Hope to see you in Mickey's land soon.  :whoopie:


----------



## duck_widow (Oct 22, 2009)

Thanks again chriskre. That is hugely helpful.

One last question. If I bought fewer points, such as 170 and in some cases needed more points for a larger unit, aside from banking and borrowing, if I needed more is it easy to rent points from someone else and have the points transferred into my account? I assume I'd need VGC points if I wanted to book at 11 months.

Just trying to understand what would be involved if I needed to get additional points here and there above and beyond banking and borrowing.

Thanks,
-Kathy


----------



## chriskre (Oct 22, 2009)

I would think that it would be easier to transfer points from another VGC owner.  I know that I would be willing to transfer points if I owned any if I was not going to use them as it's easier for an owner to transfer to another DVC owner than deal with a non DVC member and having to rent, but Disney only allows one transfer in or out per year so you'd have to find an owner that had all you'd need.  Hope this helps.


----------



## tomandrobin (Oct 23, 2009)

I have had points transferred into my DVC account every year. The process is extremely simple.

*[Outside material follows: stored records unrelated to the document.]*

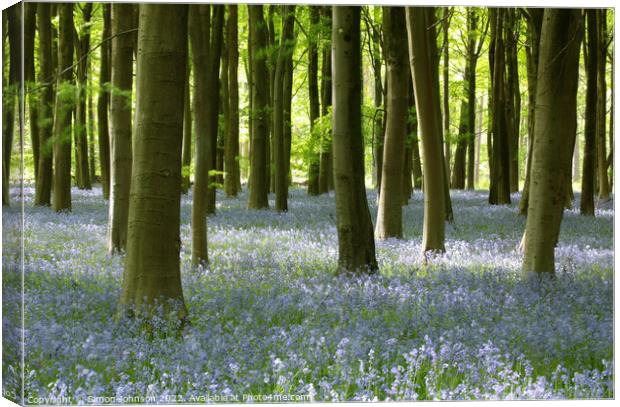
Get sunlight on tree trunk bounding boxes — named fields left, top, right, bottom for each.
left=120, top=4, right=188, bottom=318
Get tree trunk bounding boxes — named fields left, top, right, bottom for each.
left=596, top=9, right=609, bottom=201
left=319, top=6, right=334, bottom=194
left=466, top=9, right=484, bottom=190
left=224, top=4, right=241, bottom=197
left=86, top=72, right=97, bottom=182
left=441, top=7, right=450, bottom=182
left=368, top=5, right=385, bottom=191
left=282, top=32, right=296, bottom=187
left=273, top=6, right=295, bottom=212
left=215, top=34, right=230, bottom=187
left=407, top=7, right=446, bottom=253
left=489, top=8, right=510, bottom=205
left=205, top=6, right=225, bottom=214
left=34, top=3, right=54, bottom=206
left=375, top=7, right=409, bottom=239
left=23, top=2, right=38, bottom=182
left=120, top=4, right=187, bottom=318
left=505, top=8, right=521, bottom=192
left=248, top=5, right=270, bottom=209
left=579, top=9, right=599, bottom=216
left=450, top=99, right=470, bottom=189
left=52, top=3, right=74, bottom=212
left=108, top=3, right=134, bottom=253
left=97, top=4, right=111, bottom=199
left=519, top=8, right=544, bottom=215
left=189, top=5, right=225, bottom=266
left=332, top=6, right=378, bottom=272
left=523, top=9, right=581, bottom=276
left=2, top=4, right=23, bottom=206
left=74, top=3, right=92, bottom=189
left=181, top=62, right=192, bottom=194
left=307, top=6, right=321, bottom=195
left=403, top=80, right=419, bottom=205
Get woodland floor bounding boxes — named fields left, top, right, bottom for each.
left=2, top=187, right=614, bottom=404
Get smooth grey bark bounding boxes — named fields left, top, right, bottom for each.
left=248, top=5, right=270, bottom=209
left=407, top=7, right=447, bottom=254
left=34, top=3, right=54, bottom=206
left=375, top=7, right=410, bottom=239
left=97, top=4, right=112, bottom=199
left=120, top=4, right=188, bottom=318
left=523, top=9, right=583, bottom=277
left=52, top=3, right=74, bottom=212
left=108, top=3, right=134, bottom=253
left=332, top=6, right=378, bottom=273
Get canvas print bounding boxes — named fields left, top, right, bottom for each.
left=2, top=1, right=615, bottom=405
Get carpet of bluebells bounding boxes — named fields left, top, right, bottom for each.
left=2, top=187, right=614, bottom=404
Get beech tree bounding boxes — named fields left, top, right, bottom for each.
left=52, top=3, right=74, bottom=212
left=307, top=6, right=321, bottom=195
left=224, top=4, right=241, bottom=196
left=319, top=6, right=334, bottom=194
left=108, top=3, right=134, bottom=253
left=248, top=5, right=270, bottom=209
left=489, top=8, right=510, bottom=205
left=407, top=7, right=446, bottom=253
left=579, top=9, right=599, bottom=216
left=332, top=6, right=378, bottom=272
left=273, top=6, right=295, bottom=212
left=189, top=5, right=224, bottom=265
left=523, top=9, right=582, bottom=276
left=74, top=3, right=92, bottom=189
left=120, top=4, right=188, bottom=318
left=2, top=4, right=22, bottom=206
left=97, top=4, right=112, bottom=199
left=34, top=3, right=54, bottom=206
left=375, top=7, right=411, bottom=239
left=519, top=8, right=544, bottom=215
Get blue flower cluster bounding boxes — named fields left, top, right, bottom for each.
left=2, top=188, right=614, bottom=404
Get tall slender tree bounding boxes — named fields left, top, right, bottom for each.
left=273, top=6, right=295, bottom=212
left=23, top=3, right=38, bottom=181
left=248, top=5, right=270, bottom=209
left=596, top=9, right=610, bottom=201
left=489, top=8, right=510, bottom=205
left=73, top=3, right=92, bottom=189
left=520, top=8, right=544, bottom=215
left=181, top=63, right=192, bottom=194
left=2, top=4, right=22, bottom=205
left=97, top=4, right=112, bottom=199
left=407, top=7, right=446, bottom=253
left=52, top=3, right=74, bottom=212
left=34, top=3, right=54, bottom=206
left=205, top=6, right=225, bottom=214
left=579, top=9, right=599, bottom=216
left=108, top=3, right=134, bottom=253
left=224, top=4, right=241, bottom=196
left=319, top=6, right=334, bottom=194
left=441, top=7, right=452, bottom=178
left=375, top=7, right=410, bottom=239
left=523, top=9, right=583, bottom=276
left=332, top=6, right=378, bottom=272
left=189, top=5, right=224, bottom=265
left=121, top=4, right=187, bottom=318
left=307, top=6, right=321, bottom=195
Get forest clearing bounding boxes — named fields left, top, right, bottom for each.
left=2, top=1, right=616, bottom=405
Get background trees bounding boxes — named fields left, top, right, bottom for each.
left=3, top=3, right=614, bottom=296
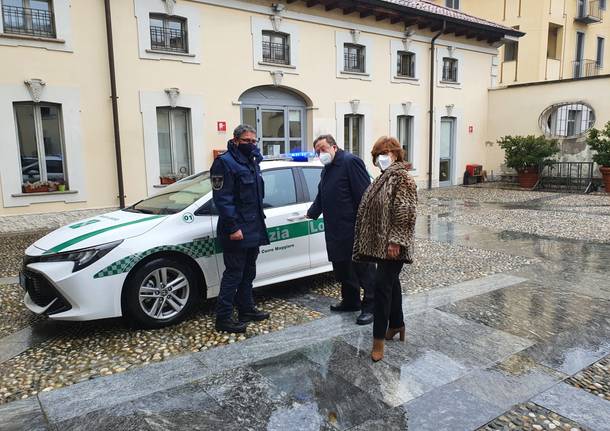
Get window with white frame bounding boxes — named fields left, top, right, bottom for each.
left=2, top=0, right=56, bottom=38
left=13, top=102, right=67, bottom=192
left=343, top=114, right=364, bottom=157
left=396, top=115, right=413, bottom=163
left=263, top=31, right=290, bottom=64
left=343, top=43, right=366, bottom=73
left=396, top=51, right=415, bottom=78
left=157, top=107, right=192, bottom=184
left=442, top=57, right=458, bottom=82
left=504, top=42, right=519, bottom=61
left=595, top=36, right=606, bottom=67
left=150, top=14, right=188, bottom=53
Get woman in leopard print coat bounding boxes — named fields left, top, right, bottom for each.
left=353, top=136, right=417, bottom=361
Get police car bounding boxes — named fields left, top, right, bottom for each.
left=20, top=157, right=332, bottom=327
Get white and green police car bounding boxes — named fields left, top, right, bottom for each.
left=20, top=160, right=331, bottom=327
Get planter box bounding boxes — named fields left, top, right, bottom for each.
left=519, top=168, right=540, bottom=189
left=159, top=177, right=176, bottom=186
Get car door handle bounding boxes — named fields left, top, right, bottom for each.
left=286, top=215, right=307, bottom=221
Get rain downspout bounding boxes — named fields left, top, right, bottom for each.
left=104, top=0, right=125, bottom=208
left=428, top=20, right=447, bottom=189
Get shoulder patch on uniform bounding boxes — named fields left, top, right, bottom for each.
left=212, top=175, right=225, bottom=190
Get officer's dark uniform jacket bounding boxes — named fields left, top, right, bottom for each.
left=307, top=150, right=371, bottom=262
left=210, top=141, right=269, bottom=250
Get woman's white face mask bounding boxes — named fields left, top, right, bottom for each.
left=375, top=154, right=394, bottom=171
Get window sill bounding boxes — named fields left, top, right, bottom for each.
left=341, top=70, right=371, bottom=77
left=146, top=49, right=195, bottom=58
left=394, top=75, right=419, bottom=82
left=258, top=61, right=297, bottom=69
left=0, top=33, right=66, bottom=44
left=11, top=190, right=78, bottom=198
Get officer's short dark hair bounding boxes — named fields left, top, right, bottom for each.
left=313, top=134, right=337, bottom=148
left=233, top=124, right=256, bottom=138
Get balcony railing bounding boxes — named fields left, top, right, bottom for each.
left=2, top=6, right=55, bottom=38
left=150, top=26, right=188, bottom=52
left=572, top=60, right=602, bottom=78
left=263, top=41, right=290, bottom=64
left=344, top=53, right=365, bottom=73
left=574, top=0, right=603, bottom=24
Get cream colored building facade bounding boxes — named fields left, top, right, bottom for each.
left=434, top=0, right=610, bottom=85
left=0, top=0, right=519, bottom=215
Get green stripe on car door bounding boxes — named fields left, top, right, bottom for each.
left=44, top=215, right=165, bottom=254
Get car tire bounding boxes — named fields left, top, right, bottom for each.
left=125, top=257, right=201, bottom=329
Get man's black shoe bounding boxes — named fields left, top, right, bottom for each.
left=216, top=318, right=248, bottom=333
left=330, top=301, right=360, bottom=311
left=239, top=308, right=270, bottom=322
left=356, top=311, right=373, bottom=325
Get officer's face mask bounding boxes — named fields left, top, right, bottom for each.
left=320, top=153, right=333, bottom=166
left=375, top=154, right=394, bottom=172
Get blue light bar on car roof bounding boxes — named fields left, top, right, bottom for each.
left=263, top=151, right=317, bottom=162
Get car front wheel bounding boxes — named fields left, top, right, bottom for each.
left=126, top=258, right=199, bottom=328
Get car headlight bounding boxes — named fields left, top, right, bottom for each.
left=24, top=240, right=123, bottom=272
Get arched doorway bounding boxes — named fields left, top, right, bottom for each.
left=239, top=86, right=307, bottom=156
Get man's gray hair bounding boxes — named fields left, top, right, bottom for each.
left=233, top=124, right=256, bottom=138
left=313, top=134, right=337, bottom=148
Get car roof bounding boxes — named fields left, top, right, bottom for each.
left=260, top=159, right=324, bottom=171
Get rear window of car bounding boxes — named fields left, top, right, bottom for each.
left=125, top=172, right=212, bottom=214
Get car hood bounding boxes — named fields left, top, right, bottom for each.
left=33, top=211, right=167, bottom=254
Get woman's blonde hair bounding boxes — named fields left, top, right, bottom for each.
left=371, top=136, right=405, bottom=162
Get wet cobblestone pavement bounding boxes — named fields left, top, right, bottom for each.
left=0, top=187, right=610, bottom=431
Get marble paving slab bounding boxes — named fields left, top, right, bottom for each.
left=252, top=351, right=389, bottom=430
left=439, top=282, right=610, bottom=342
left=532, top=383, right=610, bottom=431
left=38, top=356, right=210, bottom=422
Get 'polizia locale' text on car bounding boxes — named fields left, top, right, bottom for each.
left=20, top=160, right=332, bottom=327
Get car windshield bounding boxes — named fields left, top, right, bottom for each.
left=126, top=172, right=212, bottom=214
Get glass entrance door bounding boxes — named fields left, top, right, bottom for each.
left=242, top=105, right=305, bottom=156
left=438, top=117, right=455, bottom=187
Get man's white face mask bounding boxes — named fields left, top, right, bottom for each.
left=320, top=153, right=333, bottom=166
left=376, top=154, right=394, bottom=171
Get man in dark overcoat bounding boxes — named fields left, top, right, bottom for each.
left=307, top=135, right=375, bottom=325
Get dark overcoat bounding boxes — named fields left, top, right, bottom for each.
left=307, top=150, right=371, bottom=262
left=210, top=141, right=269, bottom=250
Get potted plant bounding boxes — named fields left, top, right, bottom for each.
left=498, top=135, right=559, bottom=189
left=22, top=181, right=49, bottom=193
left=587, top=121, right=610, bottom=193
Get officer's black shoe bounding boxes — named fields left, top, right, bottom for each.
left=216, top=318, right=248, bottom=333
left=330, top=301, right=360, bottom=311
left=239, top=308, right=271, bottom=322
left=356, top=311, right=373, bottom=325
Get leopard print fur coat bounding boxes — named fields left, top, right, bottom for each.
left=353, top=162, right=417, bottom=263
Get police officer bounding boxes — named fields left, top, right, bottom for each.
left=210, top=124, right=269, bottom=332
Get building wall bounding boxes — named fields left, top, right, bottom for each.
left=434, top=0, right=610, bottom=85
left=488, top=75, right=610, bottom=172
left=0, top=0, right=497, bottom=215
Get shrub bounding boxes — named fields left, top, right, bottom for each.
left=587, top=121, right=610, bottom=168
left=498, top=135, right=559, bottom=172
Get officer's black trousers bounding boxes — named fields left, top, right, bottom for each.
left=332, top=260, right=375, bottom=313
left=216, top=247, right=259, bottom=320
left=373, top=260, right=405, bottom=340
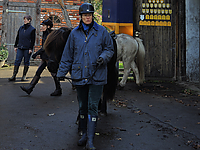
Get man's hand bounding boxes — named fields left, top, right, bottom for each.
left=97, top=57, right=103, bottom=66
left=57, top=77, right=65, bottom=81
left=32, top=53, right=37, bottom=59
left=14, top=47, right=17, bottom=53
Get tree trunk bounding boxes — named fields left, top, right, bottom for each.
left=35, top=0, right=41, bottom=46
left=1, top=0, right=9, bottom=44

Just remember that you can only transfer in or out, once per year. Once a transfer is completed, it can not be reversed. You can bank transferred point points, but can not transfer banked points. If you are making reservations at the 7 month mark, the home resort does not matter. If making a reservation in the 11-7 month window, they have to be your home resort points. Use year does not matter for transferring into your account, just as long as the points are not expiring.


----------